We schrijven ergens eind zestiger jaren. Daar loop ik dan. Op een kerkhof ergens in Nederland. Ik moet een jaar of 9 à 10 zijn en ben tijdens de zomervakantie met mijn ouders een of andere verplichte toeristische trekpleister aan het bezichtigen. De teksten op de zerken brengen mijn melodramatische verbeelding op gang. Goh, die mevrouw is bijna 100 jaar geworden. Haar man overleed decennia eerder. Wat is ze lang alleen geweest. En kijk daar… daar ligt een moeder samen met haar kindje. Ze overleden op dezelfde dag; het kindje nog geen dag oud. De tranen springen me in de ogen.
Een fascinatie was geboren en inmiddels heb ik heel wat voetstappen liggen op menig kerkhof en begraafplaats.
Tijdens mijn studie Kunstgeschiedenis in Leiden onderzocht ik de ontstaansachtergronden van het fenomenale Parijse Père Lachaise en verdiepte ik me in de wondere wereld van de Kapucijner Crypte aan de Via Veneto in Rome. Een macabere plek met nissen vol gemummificeerde monniken en versieringen gemaakt van vingerkootjes, rugwervels, schouderbladen, kaken, ribben en wat dies meer zij.
Het inzicht van de Griekse staatsman Pericles maakte diepe indruk op me: “De mate van beschaving van een volk valt af te lezen aan de wijze waarop men zijn doden bezorgt.” Het is nog steeds een prachtige en krachtige leidraad voor mijn werk als begraafplaatsdirecteur.
Zonder enige ervaring ging ik een aantal decennia geleden min of meer bij toeval aan de slag bij R.K. Begraafplaats St. Laurentius in Rotterdam. Nooit gedacht dat dit beroep zo gevarieerd zou zijn. Tot op de dag van vandaag – tegenwoordig als directeur van begraafplaats Rhijnhof in Leiden – ben ik met hart en ziel bezig met de uiteenlopende werkzaamheden waar je je als begraafplaatsbeheerder mee onledig houdt: met het beantwoorden van vragen van rechthebbenden, met samenwerken met de uitvaartondernemers in de regio, met het organiseren van evenementen voor nabestaanden, met de aanschaf van een nieuwe grafdelver, met het voeren van functioneringsgesprekken, met het groenbeheer en hoe intensief dat moet zijn, met een wandeling over het terrein en de gesprekken die je dan onderweg hebt met bezoekers. Onder andere!
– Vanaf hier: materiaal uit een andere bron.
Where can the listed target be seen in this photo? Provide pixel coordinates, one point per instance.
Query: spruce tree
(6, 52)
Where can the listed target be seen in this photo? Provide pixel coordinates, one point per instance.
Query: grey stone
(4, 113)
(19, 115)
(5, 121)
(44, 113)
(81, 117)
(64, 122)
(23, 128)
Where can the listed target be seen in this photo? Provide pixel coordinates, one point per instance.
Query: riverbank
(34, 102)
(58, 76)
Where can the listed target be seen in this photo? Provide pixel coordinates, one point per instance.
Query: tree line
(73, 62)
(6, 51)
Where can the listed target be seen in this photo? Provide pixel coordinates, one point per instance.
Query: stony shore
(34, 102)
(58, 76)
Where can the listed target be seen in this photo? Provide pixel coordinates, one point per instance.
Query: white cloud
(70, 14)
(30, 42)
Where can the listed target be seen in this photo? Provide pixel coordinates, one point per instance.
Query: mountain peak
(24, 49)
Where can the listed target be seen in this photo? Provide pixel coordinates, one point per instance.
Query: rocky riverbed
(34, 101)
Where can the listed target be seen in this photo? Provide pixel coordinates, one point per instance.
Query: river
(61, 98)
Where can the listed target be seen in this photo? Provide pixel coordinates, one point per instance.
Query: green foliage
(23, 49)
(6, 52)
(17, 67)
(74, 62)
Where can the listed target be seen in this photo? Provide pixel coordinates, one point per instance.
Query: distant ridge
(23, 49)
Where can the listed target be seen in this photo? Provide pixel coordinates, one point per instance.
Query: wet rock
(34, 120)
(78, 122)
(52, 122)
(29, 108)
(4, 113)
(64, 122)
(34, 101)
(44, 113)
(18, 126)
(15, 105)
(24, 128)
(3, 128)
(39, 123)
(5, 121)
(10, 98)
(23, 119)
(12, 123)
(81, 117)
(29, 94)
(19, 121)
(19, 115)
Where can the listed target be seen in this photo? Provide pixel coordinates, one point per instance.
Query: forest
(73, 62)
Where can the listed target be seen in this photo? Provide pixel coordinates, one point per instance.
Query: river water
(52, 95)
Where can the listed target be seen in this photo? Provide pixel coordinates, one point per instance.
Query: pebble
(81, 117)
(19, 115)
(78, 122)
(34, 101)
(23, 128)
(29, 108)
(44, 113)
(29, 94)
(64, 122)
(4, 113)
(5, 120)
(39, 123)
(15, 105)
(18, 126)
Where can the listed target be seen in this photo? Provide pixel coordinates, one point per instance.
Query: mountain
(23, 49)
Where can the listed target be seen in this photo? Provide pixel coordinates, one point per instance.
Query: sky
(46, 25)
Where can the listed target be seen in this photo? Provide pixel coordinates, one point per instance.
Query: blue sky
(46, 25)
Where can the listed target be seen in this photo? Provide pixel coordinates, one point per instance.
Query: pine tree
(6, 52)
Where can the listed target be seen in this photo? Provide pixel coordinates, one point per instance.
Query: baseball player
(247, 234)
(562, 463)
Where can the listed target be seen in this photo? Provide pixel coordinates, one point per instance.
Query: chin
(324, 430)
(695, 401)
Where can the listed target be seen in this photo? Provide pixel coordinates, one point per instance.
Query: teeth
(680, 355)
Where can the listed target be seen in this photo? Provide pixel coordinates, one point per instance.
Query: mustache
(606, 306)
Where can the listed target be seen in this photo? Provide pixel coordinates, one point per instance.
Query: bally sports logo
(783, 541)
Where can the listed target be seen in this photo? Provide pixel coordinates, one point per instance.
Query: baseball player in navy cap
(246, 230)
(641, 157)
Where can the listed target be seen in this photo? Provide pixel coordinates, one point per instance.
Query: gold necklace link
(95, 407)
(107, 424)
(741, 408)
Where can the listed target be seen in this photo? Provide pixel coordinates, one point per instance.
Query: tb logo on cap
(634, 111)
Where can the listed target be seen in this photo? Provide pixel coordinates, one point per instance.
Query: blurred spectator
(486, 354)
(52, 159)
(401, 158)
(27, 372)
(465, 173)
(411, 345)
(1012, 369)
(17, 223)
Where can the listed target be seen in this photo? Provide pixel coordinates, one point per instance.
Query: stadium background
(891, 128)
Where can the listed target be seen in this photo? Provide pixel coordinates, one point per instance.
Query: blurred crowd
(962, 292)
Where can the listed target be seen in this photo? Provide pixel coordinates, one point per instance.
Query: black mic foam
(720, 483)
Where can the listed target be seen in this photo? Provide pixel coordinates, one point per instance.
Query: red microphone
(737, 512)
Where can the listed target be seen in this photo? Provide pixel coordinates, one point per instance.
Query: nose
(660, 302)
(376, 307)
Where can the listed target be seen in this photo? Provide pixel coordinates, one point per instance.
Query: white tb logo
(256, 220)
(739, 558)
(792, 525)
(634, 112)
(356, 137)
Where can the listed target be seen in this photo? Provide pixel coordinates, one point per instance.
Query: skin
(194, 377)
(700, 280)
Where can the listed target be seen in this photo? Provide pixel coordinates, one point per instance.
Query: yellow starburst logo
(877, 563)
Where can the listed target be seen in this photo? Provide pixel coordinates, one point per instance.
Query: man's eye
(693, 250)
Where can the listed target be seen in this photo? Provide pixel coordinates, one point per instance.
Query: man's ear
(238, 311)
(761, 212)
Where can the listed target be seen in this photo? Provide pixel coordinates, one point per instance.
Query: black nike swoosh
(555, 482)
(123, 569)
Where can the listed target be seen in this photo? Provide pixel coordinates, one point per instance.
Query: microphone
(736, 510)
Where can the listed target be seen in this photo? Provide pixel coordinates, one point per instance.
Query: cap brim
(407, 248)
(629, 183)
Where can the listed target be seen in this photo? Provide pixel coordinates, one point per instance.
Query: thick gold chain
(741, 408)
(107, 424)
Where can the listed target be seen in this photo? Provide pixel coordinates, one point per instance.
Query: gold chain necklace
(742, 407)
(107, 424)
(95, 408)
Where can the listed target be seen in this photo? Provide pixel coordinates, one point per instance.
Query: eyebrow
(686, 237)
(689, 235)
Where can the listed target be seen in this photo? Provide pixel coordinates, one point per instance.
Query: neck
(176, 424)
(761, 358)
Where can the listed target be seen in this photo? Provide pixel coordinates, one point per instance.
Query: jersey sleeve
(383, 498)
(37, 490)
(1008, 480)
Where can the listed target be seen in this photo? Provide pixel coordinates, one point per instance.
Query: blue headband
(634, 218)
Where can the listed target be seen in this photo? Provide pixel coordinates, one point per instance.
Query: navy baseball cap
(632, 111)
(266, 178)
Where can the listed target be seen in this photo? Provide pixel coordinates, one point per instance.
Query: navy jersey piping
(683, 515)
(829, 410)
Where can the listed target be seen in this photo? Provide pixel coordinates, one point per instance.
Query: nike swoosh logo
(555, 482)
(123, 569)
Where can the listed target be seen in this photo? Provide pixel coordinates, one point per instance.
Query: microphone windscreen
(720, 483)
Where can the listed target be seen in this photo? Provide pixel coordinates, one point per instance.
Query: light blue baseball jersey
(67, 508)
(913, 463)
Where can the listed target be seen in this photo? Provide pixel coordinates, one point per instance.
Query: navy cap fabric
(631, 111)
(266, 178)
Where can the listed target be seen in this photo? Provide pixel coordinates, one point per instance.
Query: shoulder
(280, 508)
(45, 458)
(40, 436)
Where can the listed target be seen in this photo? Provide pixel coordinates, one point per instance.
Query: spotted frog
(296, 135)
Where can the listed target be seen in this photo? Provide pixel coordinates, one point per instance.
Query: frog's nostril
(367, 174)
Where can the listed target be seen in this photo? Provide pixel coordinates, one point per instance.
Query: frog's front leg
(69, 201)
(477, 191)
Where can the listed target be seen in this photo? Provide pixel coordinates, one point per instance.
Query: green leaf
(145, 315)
In deze column wil ik u, als lezer, graag meenemen in de ‘never- a-dull-moment’-werkomgeving van een begraafplaatsbeheerder in een tijd waarin veel gaande is in uitvaartland. Mag ik hopen op reacties en op het delen van tips en tricks? Begraafplaatsen hebben het niet makkelijk en er zullen keuzes gemaakt moeten worden. Positioneer je de begraafplaats als een eiland met eigen regels en mores? Of als onderdeel van een bredere uitvaartcommunity? Is het onze taak om minder gangbare nieuwigheden proactief onder de aandacht te brengen? Of blijven we vooral vraaggericht acteren?
Regelmatig spoken allerlei ‘out of the box’ fantasieën door mijn hoofd over wat er allemaal mogelijk zou kunnen zijn op een begraafplaats. De begraafplaats als dé plek voor een modeshow met rouwkleding of voor ‘trick or treat’ tijdens Halloween? Tegelijkertijd vraag ik me dan steevast af: “Kan dat eigenlijk wel op een begraafplaats?” We opereren tenslotte in een branche waar heftige en existentiële emoties spelen. Maar juist wij, de mensen van de uitvaartbranche, hebben doorgaans alle instrumenten in huis om aan te voelen wat wel of niet past in een bepaalde situatie. De gemiddelde uitvaartprofessional paart een verfijnd en sterk ontwikkeld empathisch vermogen aan een praktische en oplossingsgerichte instelling. Met die eigenschappen kunnen we naar eer en geweten waardevolle tradities combineren met even zo waardevolle nieuwe vormen van afscheid nemen en herdenken; al dan niet op een begraafplaats.
Het belooft een mooi avontuur te worden, het schrijven van deze column. Ik zeg: “tot spreeks”.
Deze column werd gepubliceerd in Vakblad Uitvaart, mei 2019 (5/2019).
Nicoline Zemering is directeur van begraafplaats Rhijnhof in Leiden.